I helped referee the game with one of Daraja’s finest associates, Mr. Rutere, the handiest of handymen, and I couldn’t help but to be distracted by my thoughts: “We’re better than these other girls… look at all the staff and other students standing around cheering ALL the girls on. Look at these younger Daraja girls–how good they are at football and how they play with the Form 3s who I used to play with on days like today.” I wondered what the girls from the other school thought when they came onto the Daraja campus, were beaten by our girls, and looked around to see the supporting community and the beautiful grounds, out in the bush, away from the hustle and sounds of the town? There must have been some envy, but how is it possible? Just two years ago we were in constant worry over how to see that the school even survived.
As the sun was setting on the Daraja campus, I enjoyed another nutritious, hot meal while getting to know the other volunteers. Everyone was happy. I was happy. I am at home…just as Jason says. I decided to walk up to Andy’s rondavel, one of the thatch-roofed buildings on campus that staff and volunteers stay in—as was routine practice during the nights of my last visit to enjoy his company and catch up.
As we sat on the couch catching up, Andy got a call on his cellphone. I could hear him answering questions about applications. Once he got off the phone I asked him who it was, thinking that he had been talking to another interested volunteer. He said, “It was one of the girls from the school we played today, asking how she can apply to Daraja.”

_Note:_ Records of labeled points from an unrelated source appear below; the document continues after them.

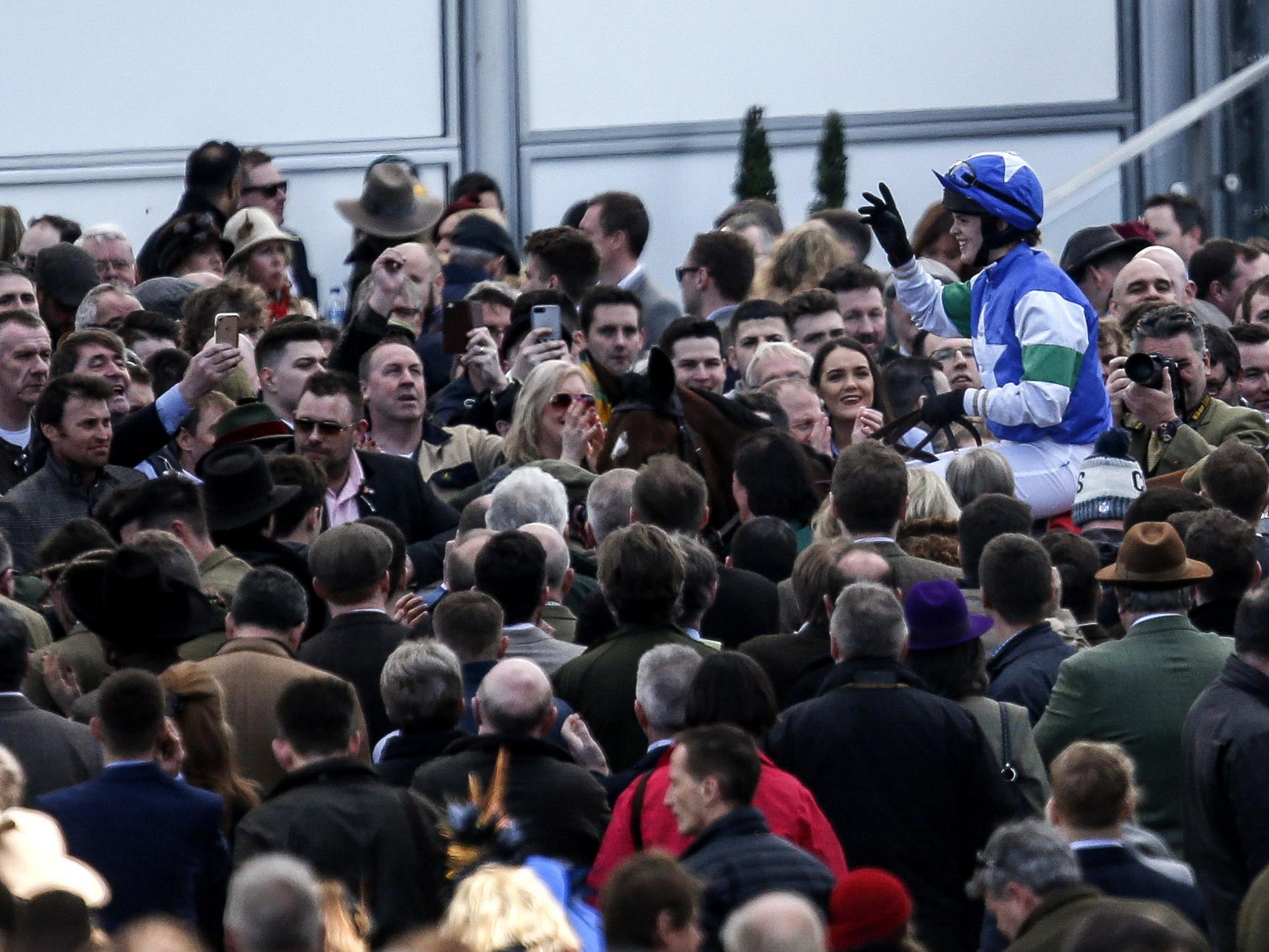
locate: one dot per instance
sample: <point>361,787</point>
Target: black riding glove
<point>942,409</point>
<point>882,216</point>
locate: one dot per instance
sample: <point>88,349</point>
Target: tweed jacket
<point>1204,428</point>
<point>1136,692</point>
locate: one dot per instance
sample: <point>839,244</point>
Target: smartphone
<point>226,328</point>
<point>456,322</point>
<point>547,316</point>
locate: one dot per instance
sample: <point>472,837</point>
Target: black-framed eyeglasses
<point>963,175</point>
<point>267,191</point>
<point>946,354</point>
<point>563,401</point>
<point>327,428</point>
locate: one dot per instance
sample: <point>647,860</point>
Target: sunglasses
<point>268,191</point>
<point>963,174</point>
<point>946,354</point>
<point>563,401</point>
<point>324,427</point>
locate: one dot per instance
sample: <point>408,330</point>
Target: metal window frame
<point>1119,115</point>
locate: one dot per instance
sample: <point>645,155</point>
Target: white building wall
<point>103,103</point>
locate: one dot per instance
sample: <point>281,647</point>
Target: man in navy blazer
<point>1094,795</point>
<point>155,839</point>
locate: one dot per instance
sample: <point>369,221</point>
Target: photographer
<point>1164,440</point>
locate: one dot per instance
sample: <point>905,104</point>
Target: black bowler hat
<point>1088,246</point>
<point>238,488</point>
<point>128,601</point>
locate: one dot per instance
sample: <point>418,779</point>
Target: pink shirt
<point>342,507</point>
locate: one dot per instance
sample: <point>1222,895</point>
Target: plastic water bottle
<point>336,306</point>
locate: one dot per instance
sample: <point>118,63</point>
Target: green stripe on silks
<point>957,307</point>
<point>1050,363</point>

My friends, what we have on our hands over here, on this plot of land outside of Nanyuki, Kenya, is a school. No, not just a school; it is a scholarship school for secondary girls who would otherwise not be able to continue their education. It has three forms of girls, and room for one more, but is already competing in voice and speech on the provincial level in Kenya, as well as sports on the regional level. It has a competent, hardworking staff of Kenyan teachers, and a sense of community and commitment. Girls whose families can afford to send them to other secondary schools want to come to Daraja.